Alla base della scelta curatoriale, la volontà di documentare l’attività di artisti italiani nati intorno agli anni Settanta, una generazione spesso trascurata perché schiacciata tra quella dei maestri del secondo dopoguerra e quella degli emergenti. Nell’opzione è risultata dirimente la capacità di Perrone di lavorare con materiali tradizionali reinventati o piegati in intriganti esiti espressivi. Cosa che, del resto, si conferma con la mostra barese che annovera 7 sculture di vetro, in arrivo dalle gallerie Massimo De Carlo di Milano e Casey Kaplan di New York (tranne due, una realizzata per l’occasione e una proveniente da una collezione privata), e tre disegni maniacalmente eseguiti con una biro rossa. Per entrambi i «medium», scultura e disegno, il tema è lo stesso, produrre conglomerati di forme che incastrano primigenio e presente.
Obiettivo centrato con spiccata adeguatezza grazie al vetro che, nella sua trasparenza d’ordinanza, asseconda le complesse morfologie, costrette in scatole craniche dalle quali si affaccia di tutto, dai trattori ai pesci.
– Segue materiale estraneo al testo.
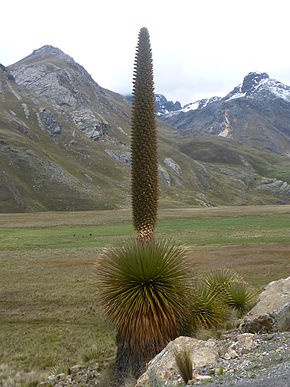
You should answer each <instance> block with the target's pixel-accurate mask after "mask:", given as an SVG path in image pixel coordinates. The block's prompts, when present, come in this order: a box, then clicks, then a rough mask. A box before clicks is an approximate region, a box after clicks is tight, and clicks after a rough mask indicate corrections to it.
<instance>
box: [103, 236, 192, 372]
mask: <svg viewBox="0 0 290 387" xmlns="http://www.w3.org/2000/svg"><path fill="white" fill-rule="evenodd" d="M97 276H98V284H99V293H100V301H101V303H102V305H103V308H104V311H105V313H106V315H107V317H108V319H109V320H110V321H111V322H113V323H114V324H115V326H116V328H117V338H118V345H119V347H120V348H119V350H120V351H121V353H122V351H124V350H126V351H127V352H128V356H129V359H128V360H127V361H128V362H129V363H131V364H132V365H134V363H136V364H137V368H138V362H140V365H141V364H143V363H144V361H145V360H146V359H147V358H150V356H152V355H154V354H155V353H157V351H159V350H160V349H162V348H163V347H164V346H165V345H166V344H167V343H168V342H169V341H170V340H172V339H174V338H176V337H177V336H178V335H179V333H180V332H181V328H182V325H183V321H184V319H185V315H186V313H187V311H188V309H187V307H186V305H187V294H188V288H189V285H188V284H189V276H190V271H189V264H188V259H187V254H186V250H185V249H184V248H183V247H179V246H176V245H174V244H173V243H171V242H168V241H165V240H160V241H156V240H153V241H151V243H142V242H140V241H138V240H131V241H127V242H124V243H123V245H122V246H121V247H119V248H112V249H110V250H107V251H106V252H105V253H104V255H103V257H101V258H100V260H99V262H98V266H97ZM119 355H120V353H119ZM117 358H118V354H117ZM121 368H122V367H121ZM125 368H126V366H125V365H124V369H125Z"/></svg>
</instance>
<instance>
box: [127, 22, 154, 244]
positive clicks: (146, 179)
mask: <svg viewBox="0 0 290 387" xmlns="http://www.w3.org/2000/svg"><path fill="white" fill-rule="evenodd" d="M131 135H132V144H131V152H132V169H131V174H132V209H133V221H134V227H135V230H136V232H137V237H138V239H139V240H140V241H145V242H148V241H149V242H150V241H151V240H152V238H153V233H154V228H155V224H156V218H157V201H158V161H157V130H156V120H155V104H154V83H153V64H152V52H151V46H150V38H149V33H148V30H147V28H145V27H143V28H141V30H140V32H139V39H138V45H137V50H136V57H135V64H134V78H133V108H132V124H131Z"/></svg>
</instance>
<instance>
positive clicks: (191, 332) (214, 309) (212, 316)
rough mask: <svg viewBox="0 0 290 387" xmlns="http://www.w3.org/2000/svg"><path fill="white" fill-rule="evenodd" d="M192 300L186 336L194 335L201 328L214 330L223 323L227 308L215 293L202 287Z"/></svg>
mask: <svg viewBox="0 0 290 387" xmlns="http://www.w3.org/2000/svg"><path fill="white" fill-rule="evenodd" d="M191 299H192V301H191V314H190V317H189V319H188V320H187V321H186V324H185V327H184V330H185V334H193V333H194V332H195V331H197V330H198V329H200V328H207V329H208V328H213V327H216V326H218V325H219V324H221V323H222V321H223V319H224V318H225V315H226V312H227V310H226V309H227V307H226V305H225V304H223V303H222V302H221V300H220V299H219V298H217V297H216V295H215V293H213V292H211V291H210V290H208V289H207V288H206V287H204V286H203V285H201V286H199V287H197V288H196V289H195V290H194V292H193V295H192V297H191Z"/></svg>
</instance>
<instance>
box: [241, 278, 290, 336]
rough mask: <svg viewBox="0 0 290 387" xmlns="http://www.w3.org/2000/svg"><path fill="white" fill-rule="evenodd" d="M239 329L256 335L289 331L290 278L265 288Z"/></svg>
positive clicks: (277, 282)
mask: <svg viewBox="0 0 290 387" xmlns="http://www.w3.org/2000/svg"><path fill="white" fill-rule="evenodd" d="M240 329H241V331H242V332H257V333H259V332H272V331H273V332H283V331H290V277H288V278H285V279H281V280H279V281H273V282H271V283H269V285H267V286H266V288H265V289H264V291H263V292H262V293H261V294H260V296H259V300H258V303H257V304H256V305H255V306H254V308H253V309H251V310H250V312H249V313H248V314H247V315H246V316H245V317H244V319H243V321H242V323H241V326H240Z"/></svg>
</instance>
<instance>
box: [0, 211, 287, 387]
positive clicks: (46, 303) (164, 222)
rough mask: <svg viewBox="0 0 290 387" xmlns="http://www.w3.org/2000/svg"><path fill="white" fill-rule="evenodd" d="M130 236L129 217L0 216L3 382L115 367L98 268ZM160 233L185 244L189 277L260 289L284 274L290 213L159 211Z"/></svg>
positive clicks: (0, 353)
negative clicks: (82, 370)
mask: <svg viewBox="0 0 290 387" xmlns="http://www.w3.org/2000/svg"><path fill="white" fill-rule="evenodd" d="M133 235H134V231H133V228H132V225H131V220H130V210H120V211H98V212H96V211H93V212H76V213H65V212H59V213H58V212H53V213H51V212H48V213H35V214H1V215H0V284H1V288H0V342H1V348H0V385H1V383H2V384H3V385H6V386H7V385H11V386H12V385H22V384H25V383H26V382H27V381H29V382H31V383H32V382H33V381H37V380H38V381H40V380H43V379H44V378H45V377H46V376H47V375H48V374H49V373H53V374H56V373H60V372H62V371H63V372H67V370H68V368H69V367H71V366H72V365H74V364H79V363H84V362H85V363H89V362H90V361H91V362H98V363H99V367H100V369H102V368H104V367H106V366H107V364H108V363H110V362H111V361H112V359H113V357H114V353H115V344H114V330H113V328H112V327H111V326H109V325H108V324H107V323H106V321H105V320H104V318H103V313H102V312H101V311H100V309H99V306H98V302H97V286H96V279H95V271H96V268H95V262H96V260H97V258H98V257H99V256H100V254H101V252H102V249H103V248H104V247H110V246H116V245H118V244H119V243H120V242H121V241H122V240H123V239H124V238H127V237H133ZM157 235H159V236H164V237H169V238H172V239H174V240H176V241H177V242H180V243H184V244H186V245H188V246H189V254H190V256H191V258H192V267H193V279H194V278H198V277H201V276H202V275H203V274H204V273H206V272H208V271H210V270H213V269H219V268H231V269H233V270H236V271H237V272H239V273H241V274H242V275H243V276H244V278H245V279H246V280H247V281H248V282H250V283H251V284H253V285H254V286H256V287H257V288H258V289H262V287H263V286H265V285H266V284H267V283H268V282H270V281H271V280H276V279H279V278H282V277H287V276H289V275H290V259H289V258H290V237H289V235H290V206H263V207H254V206H250V207H220V208H211V209H196V208H192V209H184V208H182V209H174V210H168V209H164V210H161V211H160V216H159V222H158V227H157Z"/></svg>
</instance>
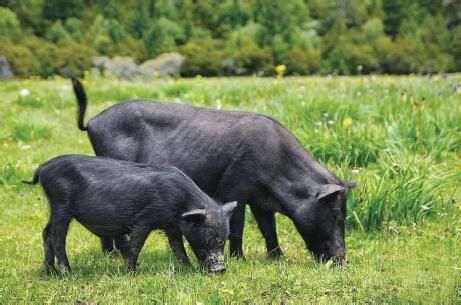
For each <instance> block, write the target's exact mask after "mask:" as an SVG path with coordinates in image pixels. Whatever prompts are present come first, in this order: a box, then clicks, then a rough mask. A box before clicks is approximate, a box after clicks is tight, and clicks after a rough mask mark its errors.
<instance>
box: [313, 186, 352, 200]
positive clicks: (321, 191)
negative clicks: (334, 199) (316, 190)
mask: <svg viewBox="0 0 461 305" xmlns="http://www.w3.org/2000/svg"><path fill="white" fill-rule="evenodd" d="M346 190H347V188H346V187H344V186H341V185H337V184H323V185H321V186H320V187H319V188H318V190H317V194H316V195H315V199H317V201H318V202H321V201H325V200H327V199H331V198H333V196H336V195H338V194H339V193H341V192H345V191H346Z"/></svg>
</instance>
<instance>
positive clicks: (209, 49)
mask: <svg viewBox="0 0 461 305" xmlns="http://www.w3.org/2000/svg"><path fill="white" fill-rule="evenodd" d="M179 52H180V53H181V54H183V55H184V56H185V57H186V60H185V61H184V63H183V65H182V69H181V74H182V75H183V76H196V75H202V76H213V75H218V74H220V71H221V67H222V63H223V60H224V54H223V53H222V52H220V51H218V50H216V49H215V48H214V43H212V42H208V43H203V41H198V40H191V41H189V42H188V43H187V44H186V45H184V46H182V47H181V48H180V49H179Z"/></svg>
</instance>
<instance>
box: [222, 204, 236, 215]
mask: <svg viewBox="0 0 461 305" xmlns="http://www.w3.org/2000/svg"><path fill="white" fill-rule="evenodd" d="M236 207H237V201H232V202H228V203H226V204H224V205H223V207H222V209H223V210H224V214H225V215H226V216H227V217H231V216H232V212H234V209H235V208H236Z"/></svg>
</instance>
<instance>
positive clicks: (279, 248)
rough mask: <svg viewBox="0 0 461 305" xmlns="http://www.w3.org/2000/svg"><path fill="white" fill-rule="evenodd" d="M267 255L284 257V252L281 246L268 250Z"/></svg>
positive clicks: (274, 258)
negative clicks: (282, 249)
mask: <svg viewBox="0 0 461 305" xmlns="http://www.w3.org/2000/svg"><path fill="white" fill-rule="evenodd" d="M267 256H268V257H269V258H270V259H279V258H282V257H283V252H282V250H280V248H275V249H273V250H271V251H269V252H267Z"/></svg>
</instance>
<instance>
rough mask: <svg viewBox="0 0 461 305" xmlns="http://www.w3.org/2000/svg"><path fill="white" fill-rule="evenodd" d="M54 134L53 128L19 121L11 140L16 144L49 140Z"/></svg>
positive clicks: (15, 124) (14, 127)
mask: <svg viewBox="0 0 461 305" xmlns="http://www.w3.org/2000/svg"><path fill="white" fill-rule="evenodd" d="M52 133H53V129H52V127H51V126H46V125H40V124H35V123H30V122H20V121H19V122H15V123H14V126H13V128H12V130H11V138H12V140H13V141H15V142H20V141H22V142H30V141H32V140H39V139H49V138H51V136H52Z"/></svg>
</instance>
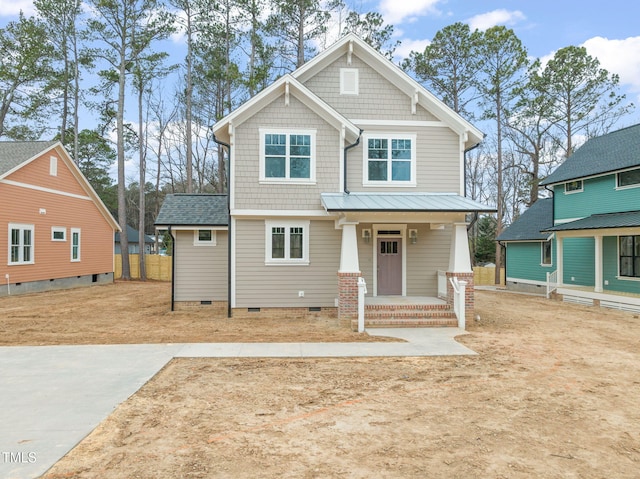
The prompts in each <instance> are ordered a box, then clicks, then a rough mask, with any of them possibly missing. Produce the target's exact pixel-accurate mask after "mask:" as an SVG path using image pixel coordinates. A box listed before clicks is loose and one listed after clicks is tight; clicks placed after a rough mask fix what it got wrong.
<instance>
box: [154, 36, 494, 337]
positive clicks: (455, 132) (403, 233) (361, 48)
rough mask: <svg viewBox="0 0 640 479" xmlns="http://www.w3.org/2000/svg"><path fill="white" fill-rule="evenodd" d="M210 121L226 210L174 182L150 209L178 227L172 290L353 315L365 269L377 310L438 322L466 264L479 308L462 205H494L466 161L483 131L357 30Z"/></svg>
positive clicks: (201, 300)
I primi recuperano il paesaggio di provenienza dell’artista, le colline astigiane antropizzate e vocate a virtuose produzioni agricole, mentre i secondi richiamano l’antica e presunta natura acquatica della specie umana. Il mix finale, per un gruppo di opere dalla difficile gestazione, tutte di vetro pieno e sottoposte ad un processo di lentissimo raffreddamento, è una feconda confusione che ben si addice a tratteggiare una contemporaneità borderline, sovrastata da un generale collassamento dei punti di riferimento.
A sostegno della tesi, nelle iconografie in libero accumulo tra terrestre e acquatico compare spesso un orecchio, per Perrone simbolico e ironico confine tra reale e immaginario. Se ne conserva un’eco, anche nel titolo della mostra, «Sussi e Biribissi», scelto per la tappa barese a sostituzione dei precedenti «Herbivorous Carnivorous» e «Self Portraits» con cui i lavori erano stati presentati rispettivamente a Milano e a New York. Sussi e Biribissi è l’omonimo libro di Nipote Collodi, al secolo Paolo Lorenzini , nipote del più famoso autore di Pinocchio, che, nei primi del Novecento, declina il Viaggio al centro della terra di Jules Verne nella gloriosa impresa di due ragazzini nella fogna di Firenze, meno aulica ma comunque gravida di incontri e avventure.
Perrone conferma la verve ironica della sua ricerca, nella scultura come nei video, nella vita o nella morte. Ossia in quel passaggio fatale convertito nel celebre «Vicino a Torino muore un cane vecchio», del 2003, finanche nella virtuale agonia di un animale, simulata al computer.